E’ il fochismo guevarista convertito al teologico, un ingranaggio che si autoalimenta, inghiotte come un combustibile soldati martiri vittime. Non ci sono gerarchie, parole d’ordine, tutti sanno per cosa si battono: allargare la terra della sharia, riconquistare terreno alla vera fede, disarticolare il mondo di apostati e empi. Non c’è nessuno che da Mosul o da Raqqa ha inviato un messaggio in codice, via internet, ai killer di Parigi o ha ordinato al capo dei boko haram di dar fuoco a una città.

La intuizione «politica» della ricostruzione del Califfato ha trasformato, con la predica di uno sconosciuto ribelle iracheno nella moschea di Mosul, i fanatismi di migliaia di singoli e una manciata di insurrezioni tribali in un Tutto: le ferite che ciascuno riesce a infliggere allargano lo squarcio, la smagliatura, un colpo dopo l’altro arriveremo ad essere assediati nelle nostre città.

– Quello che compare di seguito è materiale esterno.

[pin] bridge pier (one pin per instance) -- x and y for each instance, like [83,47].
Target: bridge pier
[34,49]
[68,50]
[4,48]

E’ come se negli Anni Trenta il Comintern della rivoluzione permanente si fosse affrancato dalla dispotica centrale moscovita, muovendosi come un corpo autonomo.

Solo se riusciamo a leggere il nuovo islamismo nella globalità riusciremo a capire la minaccia. Il califfato è un libro di ferro, squadrato, atroce, un libro che nessuno leggerebbe volentieri, ma i cui capitoli sono collegati. Per noi invece la terribile strage di Parigi è un attacco alla civiltà universale, il massacro nigeriano un episodio di una remota guerra locale, l’assassinio di due giornalisti tunisini cronaca nera sahariana… I governi occidentali sono certi di controllare tutto: con i satelliti i servizi di sicurezza, la tecnologia. Invece il califfato muove migliaia di uomini da un continente all’altro con armi e piani di informazioni senza che nessuno riesca a fermarli: forma reggimenti in Siria Iraq Libia e commandos sulle rive della Senna.

Ammettiamolo: non conosciamo chi ci sta di fronte, le nostre onnipotenze sono fittizie. Se prendete la metropolitana in boulevard Saint-Germain arrivate direttamente nel califfato: sì, ci sono città intere attorno alla capitale francese che vivono in un altro universo, dove si possono comprare armi da guerra, avere più mogli, ascoltare, non su internet, dal vivo, le prediche di ossessi, come nelle madrase afghane o della Arabia salafita. I ragazzi di banlieue hanno cominciato a partire per la guerra santa quando si combatteva contro Bush, in Iraq . Allora la prospettiva era il martirio, oggi si battono per il califfato «che sarà più grande della Francia».
Sanno che un giorno i bravi musulmani moderati e pazienti a cui noi chiediamo di isolare il fanatismo accetteranno le loro regole, per paura o per comodo, con la stessa obbedienza con cui hanno accettato le regole dei tiranni «laicisti», dei bizzosi sultani e dei pascià della loro storia immemorabile. «Al sabr gamil» la pazienza è bella, un proverbio arabo.

«L’Islam è una grazia, cristiano" mi ha detto un capo jihadista di cui ero prigioniero "vi illudete che abbiamo bisogno delle vostre porcherie per vivere, che siamo ormai deboli e obbedienti"?
ti racconto una storia: c’era nel deserto un cucciolo di leone che era cresciuto tra le pecore e il cucciolo pensava di essere una pecora anche lui, e belava e scappava di fronte ai cani. Poi un giorno un leone passò di lì e gli mostrò il riflesso in una pozza d’acqua e scoprì ciò che era davvero. Cominciò a ruggire. I cani fuggirono. Ecco: noi siamo musulmani non pecore, non dimenticarlo più, ci avete umiliato e sfruttato per secoli. E’ finita».